Elementary efficiencies

Simply spending more money on local elementary schools doesn’t address the district’s — and the taxpayers’ — goal.

In a scientific poll conducted across Kansas last week, 55 percent of the respondents indicated they would be unwilling to pay higher property taxes even if the additional tax revenue went directly to local schools.

The question in the SurveyUSA poll, which was sponsored by the KWCH television station in Wichita, was posed in connection with Gov. Sam Brownback’s new school finance plan, but it may have some relevance for the Lawrence school district and its working group that is considering the consolidation of local elementary schools.

Following several months of meetings and nearing a deadline at the end of January to present a plan, the members of the Central and East Lawrence Elementary School Consolidation Working Group have yet to reach consensus on any plan that would reduce the number of elementary schools in the district. After their most recent meeting Monday night, the one thing they were able to agree on was that the district must pursue a bond issue for elementary schools. Even if no funds are needed to build a new school, or schools, to facilitate consolidation, they concluded, a bond issue is needed to upgrade existing buildings.

It seems that, somewhere, this working group has gotten off the track. The charge of this group was to come up with a plan to consolidate elementary schools, period. The possibility of a bond issue to fund construction of a new school or two was dangled as a carrot to help their deliberations, but the odds of such a bond issue receiving a positive vote from taxpayers has always been in doubt.

Providing an excellent education for elementary school students in the district always is the top priority, but a primary goal of looking at consolidation was to bring about efficiencies that would save the district money in the long run.
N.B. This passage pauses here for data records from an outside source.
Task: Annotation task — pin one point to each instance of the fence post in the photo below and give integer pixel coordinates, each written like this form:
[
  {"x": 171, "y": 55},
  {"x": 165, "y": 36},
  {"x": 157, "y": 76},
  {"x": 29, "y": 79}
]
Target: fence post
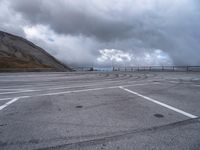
[
  {"x": 162, "y": 68},
  {"x": 187, "y": 68}
]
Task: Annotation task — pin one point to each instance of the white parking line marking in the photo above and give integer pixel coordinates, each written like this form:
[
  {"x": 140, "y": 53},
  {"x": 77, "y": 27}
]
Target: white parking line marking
[
  {"x": 8, "y": 103},
  {"x": 5, "y": 99},
  {"x": 17, "y": 92},
  {"x": 160, "y": 103},
  {"x": 75, "y": 91}
]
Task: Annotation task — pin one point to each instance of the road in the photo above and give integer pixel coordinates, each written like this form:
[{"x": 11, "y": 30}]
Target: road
[{"x": 100, "y": 110}]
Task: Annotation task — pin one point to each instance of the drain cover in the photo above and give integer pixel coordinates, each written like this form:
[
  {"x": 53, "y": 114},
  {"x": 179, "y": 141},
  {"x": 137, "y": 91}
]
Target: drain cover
[{"x": 158, "y": 115}]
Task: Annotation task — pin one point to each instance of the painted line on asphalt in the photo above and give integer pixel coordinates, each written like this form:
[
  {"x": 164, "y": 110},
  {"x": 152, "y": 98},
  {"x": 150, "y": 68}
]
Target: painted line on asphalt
[
  {"x": 76, "y": 91},
  {"x": 5, "y": 99},
  {"x": 8, "y": 103},
  {"x": 57, "y": 88},
  {"x": 17, "y": 92},
  {"x": 160, "y": 103}
]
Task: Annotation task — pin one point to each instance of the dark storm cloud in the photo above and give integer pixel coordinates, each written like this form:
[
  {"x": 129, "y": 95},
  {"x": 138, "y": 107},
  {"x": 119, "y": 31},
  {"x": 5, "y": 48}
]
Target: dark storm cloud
[
  {"x": 140, "y": 26},
  {"x": 74, "y": 18}
]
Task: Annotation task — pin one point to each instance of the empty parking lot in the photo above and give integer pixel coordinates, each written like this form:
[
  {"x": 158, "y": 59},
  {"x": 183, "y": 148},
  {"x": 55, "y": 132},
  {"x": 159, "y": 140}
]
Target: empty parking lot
[{"x": 100, "y": 110}]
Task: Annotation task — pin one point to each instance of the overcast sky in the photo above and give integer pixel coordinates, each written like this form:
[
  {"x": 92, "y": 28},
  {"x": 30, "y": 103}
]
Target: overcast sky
[{"x": 106, "y": 32}]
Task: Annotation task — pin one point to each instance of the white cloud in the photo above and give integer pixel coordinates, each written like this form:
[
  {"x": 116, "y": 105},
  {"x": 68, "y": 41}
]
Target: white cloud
[{"x": 141, "y": 58}]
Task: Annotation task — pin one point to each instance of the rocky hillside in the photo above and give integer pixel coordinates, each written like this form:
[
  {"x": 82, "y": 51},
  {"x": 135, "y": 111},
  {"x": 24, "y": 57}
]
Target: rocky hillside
[{"x": 17, "y": 52}]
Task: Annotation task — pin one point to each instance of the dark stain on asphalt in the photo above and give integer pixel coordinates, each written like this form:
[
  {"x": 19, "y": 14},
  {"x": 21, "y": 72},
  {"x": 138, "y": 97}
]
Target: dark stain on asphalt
[{"x": 159, "y": 115}]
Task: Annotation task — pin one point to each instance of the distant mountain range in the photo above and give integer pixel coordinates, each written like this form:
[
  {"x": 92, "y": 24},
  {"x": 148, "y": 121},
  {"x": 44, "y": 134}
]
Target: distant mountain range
[{"x": 17, "y": 53}]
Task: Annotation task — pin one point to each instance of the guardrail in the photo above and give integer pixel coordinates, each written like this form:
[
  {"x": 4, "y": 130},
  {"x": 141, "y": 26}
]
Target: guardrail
[
  {"x": 159, "y": 68},
  {"x": 28, "y": 70},
  {"x": 142, "y": 68}
]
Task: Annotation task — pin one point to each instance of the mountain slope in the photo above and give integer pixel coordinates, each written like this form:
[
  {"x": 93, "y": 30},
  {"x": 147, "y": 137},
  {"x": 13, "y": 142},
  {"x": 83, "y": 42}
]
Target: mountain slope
[{"x": 17, "y": 52}]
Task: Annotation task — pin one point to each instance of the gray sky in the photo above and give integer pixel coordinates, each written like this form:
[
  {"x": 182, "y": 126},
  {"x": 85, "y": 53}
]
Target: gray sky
[{"x": 105, "y": 32}]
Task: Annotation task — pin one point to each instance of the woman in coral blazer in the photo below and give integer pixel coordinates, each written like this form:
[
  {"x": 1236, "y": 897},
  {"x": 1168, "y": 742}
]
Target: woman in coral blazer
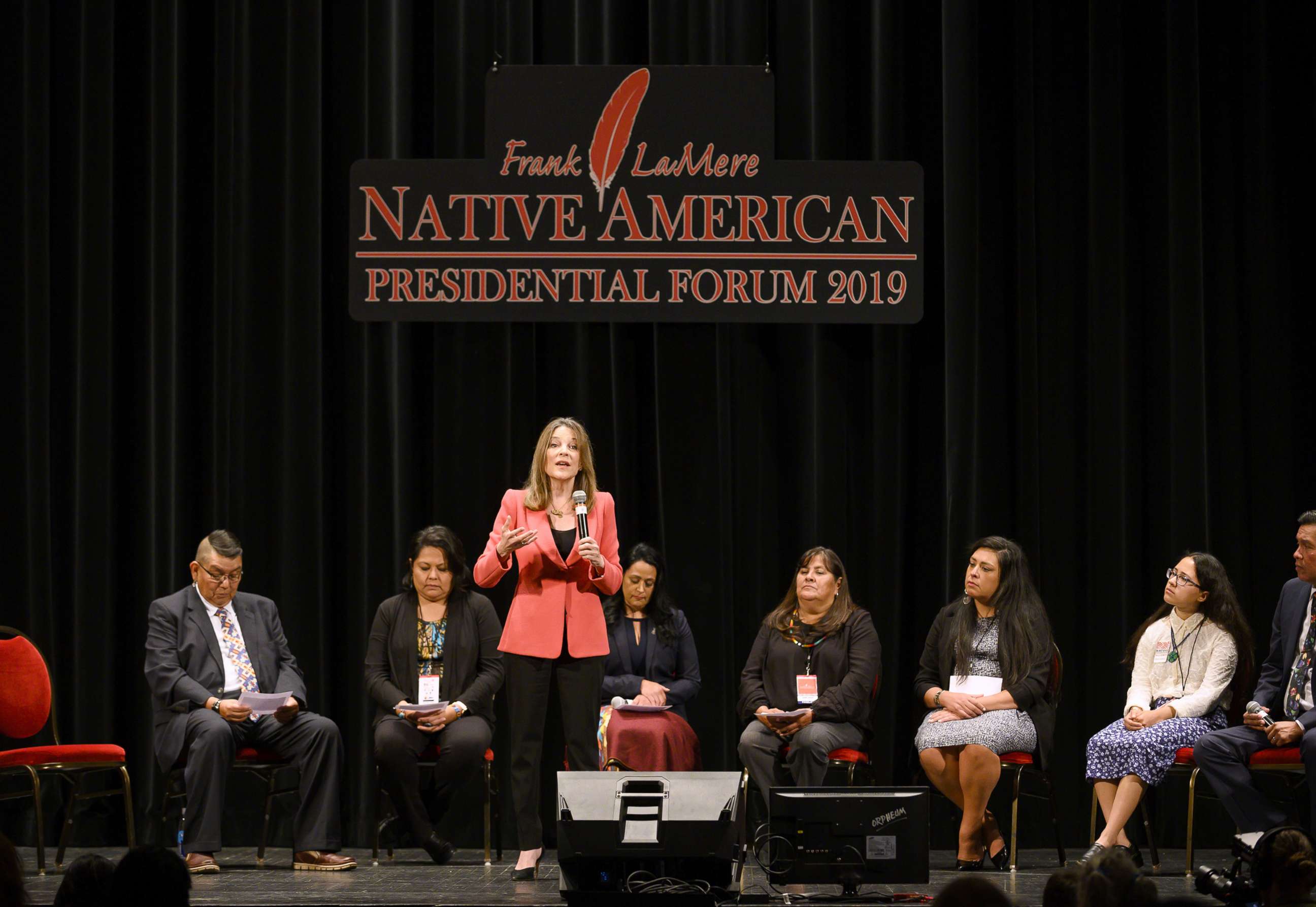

That goal was driven by declining state funding in the last several years, but it will be no less important to local taxpayers if the governor gains approval for a plan that will shift more responsibility for funding local schools onto local property tax levies.

The plan now being floated at the state level would eliminate all limits on local property tax levies to support local schools, but that doesn’t mean taxpayers in Lawrence or anywhere else should be expected to support — or will approve — large local school tax increases on top of the continuing state property taxes levied for schools.

If the Lawrence district is going to float a bond issue for elementary schools, it should be for the purpose of creating efficiencies that will produce long-term savings for the district.

Members of the elementary working group, as well as the school board, need to refocus their efforts on that goal.